Under the current procedural situation, any additional amendment votes would require unanimous consent. Multiple senators said there's work under way on an agreement that could include as many as 20 amendment votes, likely in exchange for cutting down on the amount of time that the Senate needs to burn before passing the bill.
Sen. Saxby Chambliss said that he wants to see changes to the bill's agreement on agricultural employment. The Georgia Republican was one of several senators unable to make Monday's test vote because of flight delays. He later announced he would have voted against limiting debate on moving ahead, which got 67 supporters.
"Right now, it's frankly too easy under the base bill here in agriculture to get a green card, and it needs to be tightened up," Chambliss said. "It's too easy to get a green card ... and that's not what getting a green card should be all about, and it needs to be fair and equitable across the board."
"We're trying to get amendments down to a reasonable number," immigration "gang of eight" member John McCain said. "A number of people want amendments. Now, whether it decides a vote or not is not totally clear."

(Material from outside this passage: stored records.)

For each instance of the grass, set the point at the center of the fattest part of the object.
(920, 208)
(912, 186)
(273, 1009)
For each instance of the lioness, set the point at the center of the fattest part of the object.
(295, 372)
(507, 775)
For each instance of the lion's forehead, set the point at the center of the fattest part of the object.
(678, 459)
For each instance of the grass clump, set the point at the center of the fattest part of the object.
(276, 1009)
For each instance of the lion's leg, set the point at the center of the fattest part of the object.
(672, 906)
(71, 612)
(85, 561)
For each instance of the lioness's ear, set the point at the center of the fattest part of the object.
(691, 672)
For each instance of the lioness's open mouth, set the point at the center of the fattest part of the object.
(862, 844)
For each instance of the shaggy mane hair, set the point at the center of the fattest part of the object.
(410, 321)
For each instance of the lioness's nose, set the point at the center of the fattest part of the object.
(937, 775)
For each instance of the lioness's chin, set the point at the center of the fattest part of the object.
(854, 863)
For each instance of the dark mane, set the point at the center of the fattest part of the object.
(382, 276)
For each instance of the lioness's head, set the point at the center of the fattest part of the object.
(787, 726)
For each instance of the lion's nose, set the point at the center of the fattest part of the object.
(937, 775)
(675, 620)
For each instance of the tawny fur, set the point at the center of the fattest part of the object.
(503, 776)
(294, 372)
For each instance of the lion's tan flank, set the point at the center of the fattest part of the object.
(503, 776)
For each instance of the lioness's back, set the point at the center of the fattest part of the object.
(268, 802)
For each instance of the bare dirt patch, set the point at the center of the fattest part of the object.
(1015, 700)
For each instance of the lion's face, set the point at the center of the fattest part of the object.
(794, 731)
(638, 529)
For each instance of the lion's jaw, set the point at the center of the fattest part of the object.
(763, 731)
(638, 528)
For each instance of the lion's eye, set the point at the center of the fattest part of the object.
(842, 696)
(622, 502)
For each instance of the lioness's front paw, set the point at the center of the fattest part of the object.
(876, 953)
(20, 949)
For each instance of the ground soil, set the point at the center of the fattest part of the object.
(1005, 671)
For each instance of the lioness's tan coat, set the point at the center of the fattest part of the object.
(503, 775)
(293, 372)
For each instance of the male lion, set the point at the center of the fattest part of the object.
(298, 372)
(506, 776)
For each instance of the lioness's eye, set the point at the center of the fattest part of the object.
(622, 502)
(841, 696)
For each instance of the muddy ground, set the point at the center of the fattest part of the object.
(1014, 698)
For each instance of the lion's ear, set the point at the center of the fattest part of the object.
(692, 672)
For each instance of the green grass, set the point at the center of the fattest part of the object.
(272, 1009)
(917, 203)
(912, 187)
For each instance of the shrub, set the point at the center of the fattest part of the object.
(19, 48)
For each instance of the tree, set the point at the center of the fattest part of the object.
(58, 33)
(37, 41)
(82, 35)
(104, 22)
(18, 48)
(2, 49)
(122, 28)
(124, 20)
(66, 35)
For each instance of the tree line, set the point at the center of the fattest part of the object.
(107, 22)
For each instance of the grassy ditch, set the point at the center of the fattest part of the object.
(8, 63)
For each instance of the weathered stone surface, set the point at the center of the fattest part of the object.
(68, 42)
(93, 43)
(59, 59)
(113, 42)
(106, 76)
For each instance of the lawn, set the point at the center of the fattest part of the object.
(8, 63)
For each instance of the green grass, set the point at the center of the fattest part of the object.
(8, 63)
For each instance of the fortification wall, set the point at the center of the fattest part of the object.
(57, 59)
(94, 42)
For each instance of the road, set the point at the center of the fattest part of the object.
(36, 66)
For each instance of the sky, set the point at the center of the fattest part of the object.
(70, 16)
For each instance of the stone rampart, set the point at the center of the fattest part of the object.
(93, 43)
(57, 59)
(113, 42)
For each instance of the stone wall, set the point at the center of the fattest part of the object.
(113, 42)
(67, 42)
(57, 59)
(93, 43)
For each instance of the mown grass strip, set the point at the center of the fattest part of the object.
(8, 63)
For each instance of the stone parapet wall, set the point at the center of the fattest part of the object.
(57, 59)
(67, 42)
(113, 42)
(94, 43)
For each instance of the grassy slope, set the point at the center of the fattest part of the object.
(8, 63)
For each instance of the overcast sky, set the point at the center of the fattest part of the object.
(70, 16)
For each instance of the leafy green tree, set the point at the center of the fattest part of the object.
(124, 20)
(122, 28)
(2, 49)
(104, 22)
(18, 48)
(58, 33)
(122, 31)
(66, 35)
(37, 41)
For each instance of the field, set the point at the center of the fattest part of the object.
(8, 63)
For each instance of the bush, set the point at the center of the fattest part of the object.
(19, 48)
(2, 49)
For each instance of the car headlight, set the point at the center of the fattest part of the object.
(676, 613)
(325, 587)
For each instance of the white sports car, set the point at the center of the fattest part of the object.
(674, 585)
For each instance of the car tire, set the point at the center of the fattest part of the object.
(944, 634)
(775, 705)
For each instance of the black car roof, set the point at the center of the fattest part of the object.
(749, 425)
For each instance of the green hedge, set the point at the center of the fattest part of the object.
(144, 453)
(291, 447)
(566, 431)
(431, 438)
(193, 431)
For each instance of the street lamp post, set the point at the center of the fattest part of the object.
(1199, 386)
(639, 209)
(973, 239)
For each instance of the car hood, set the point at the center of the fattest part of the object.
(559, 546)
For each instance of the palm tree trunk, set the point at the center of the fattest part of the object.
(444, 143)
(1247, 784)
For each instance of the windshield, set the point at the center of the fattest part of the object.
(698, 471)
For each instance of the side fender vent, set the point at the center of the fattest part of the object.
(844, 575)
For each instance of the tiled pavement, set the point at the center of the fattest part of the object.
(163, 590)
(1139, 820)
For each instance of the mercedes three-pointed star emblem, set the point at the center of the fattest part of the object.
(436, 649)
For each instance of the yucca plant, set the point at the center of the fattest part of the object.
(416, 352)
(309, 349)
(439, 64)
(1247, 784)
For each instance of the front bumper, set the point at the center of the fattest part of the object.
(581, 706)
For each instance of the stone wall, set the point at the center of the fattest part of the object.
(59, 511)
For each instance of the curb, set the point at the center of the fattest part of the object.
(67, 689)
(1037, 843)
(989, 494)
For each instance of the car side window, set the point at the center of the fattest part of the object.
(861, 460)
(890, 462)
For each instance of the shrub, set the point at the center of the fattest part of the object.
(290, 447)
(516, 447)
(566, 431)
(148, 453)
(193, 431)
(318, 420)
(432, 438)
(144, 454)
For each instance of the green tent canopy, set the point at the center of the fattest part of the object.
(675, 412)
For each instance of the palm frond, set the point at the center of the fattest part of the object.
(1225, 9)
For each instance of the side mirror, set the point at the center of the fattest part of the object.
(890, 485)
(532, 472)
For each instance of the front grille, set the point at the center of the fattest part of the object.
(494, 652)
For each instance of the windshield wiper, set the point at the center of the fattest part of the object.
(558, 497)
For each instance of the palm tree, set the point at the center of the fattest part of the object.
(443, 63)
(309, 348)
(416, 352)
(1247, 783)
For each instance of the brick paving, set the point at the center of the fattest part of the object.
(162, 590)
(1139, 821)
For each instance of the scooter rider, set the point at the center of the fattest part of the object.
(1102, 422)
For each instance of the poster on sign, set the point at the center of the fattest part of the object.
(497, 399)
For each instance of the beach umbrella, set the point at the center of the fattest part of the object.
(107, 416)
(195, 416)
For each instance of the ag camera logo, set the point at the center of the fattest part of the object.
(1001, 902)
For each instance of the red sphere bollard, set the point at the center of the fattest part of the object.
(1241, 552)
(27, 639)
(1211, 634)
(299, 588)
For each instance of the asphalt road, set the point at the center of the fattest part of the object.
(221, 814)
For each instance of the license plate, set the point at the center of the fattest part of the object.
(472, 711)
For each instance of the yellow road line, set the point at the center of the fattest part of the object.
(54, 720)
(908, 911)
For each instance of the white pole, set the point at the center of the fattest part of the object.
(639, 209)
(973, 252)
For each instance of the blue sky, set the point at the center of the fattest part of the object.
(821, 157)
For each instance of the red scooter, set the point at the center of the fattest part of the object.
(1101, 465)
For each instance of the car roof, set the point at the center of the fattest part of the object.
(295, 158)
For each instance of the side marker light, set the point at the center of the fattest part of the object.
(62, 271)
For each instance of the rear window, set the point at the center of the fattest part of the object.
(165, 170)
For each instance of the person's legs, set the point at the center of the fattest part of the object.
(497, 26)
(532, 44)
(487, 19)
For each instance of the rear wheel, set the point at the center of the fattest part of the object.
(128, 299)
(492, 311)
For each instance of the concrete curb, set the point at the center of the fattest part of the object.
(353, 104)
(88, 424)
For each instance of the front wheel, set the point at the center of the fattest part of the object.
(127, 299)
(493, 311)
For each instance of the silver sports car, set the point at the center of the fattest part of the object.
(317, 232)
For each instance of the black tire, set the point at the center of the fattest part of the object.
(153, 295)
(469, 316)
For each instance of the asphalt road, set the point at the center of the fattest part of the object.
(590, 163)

The Arizona Republican praised an amendment regarding E-Verify for employment that's been championed by Sen. Rob Portman, R-Ohio. While it could have been included in the catch-all package that faced a successful test vote Monday, McCain said that Portman seeks a specific vote.
"I think it's very good. I think both sides have agreed to it. He would like to have a debate, some more debate, discussion of it and a vote on it because he thinks it's that important, and it's not unusual for a senator to want that," McCain said.
A Democratic aide signaled that an amendment agreement under discussion as the chamber broke for lunch Tuesday was facing objection from the Republican side.
Separately, a deal to avert an increase in student loan interest rates before July 1, looked like a long shot Tuesday afternoon, with Reid conceding that moving on the legislation quickly may not be possible.
Still, Reid said that he continued to meet with senators in both parties on the issue, including Republicans Lamar Alexander of Tennessee and Richard M. Burr of North Carolina, and Iowa Democrat Tom Harkin. Reid, McConnell, Speaker John A. Boehner, R-Ohio, and House Minority Leader Nancy Pelosi, D-Calif., were expected to talk about student loans, among other things, with President Barack Obama at the White House on Tuesday afternoon as well.
A lot of work ahead, it seems, but as Reid himself once said, "Always remember, because you've seen it as often as I have: Magic occurs on Thursday night."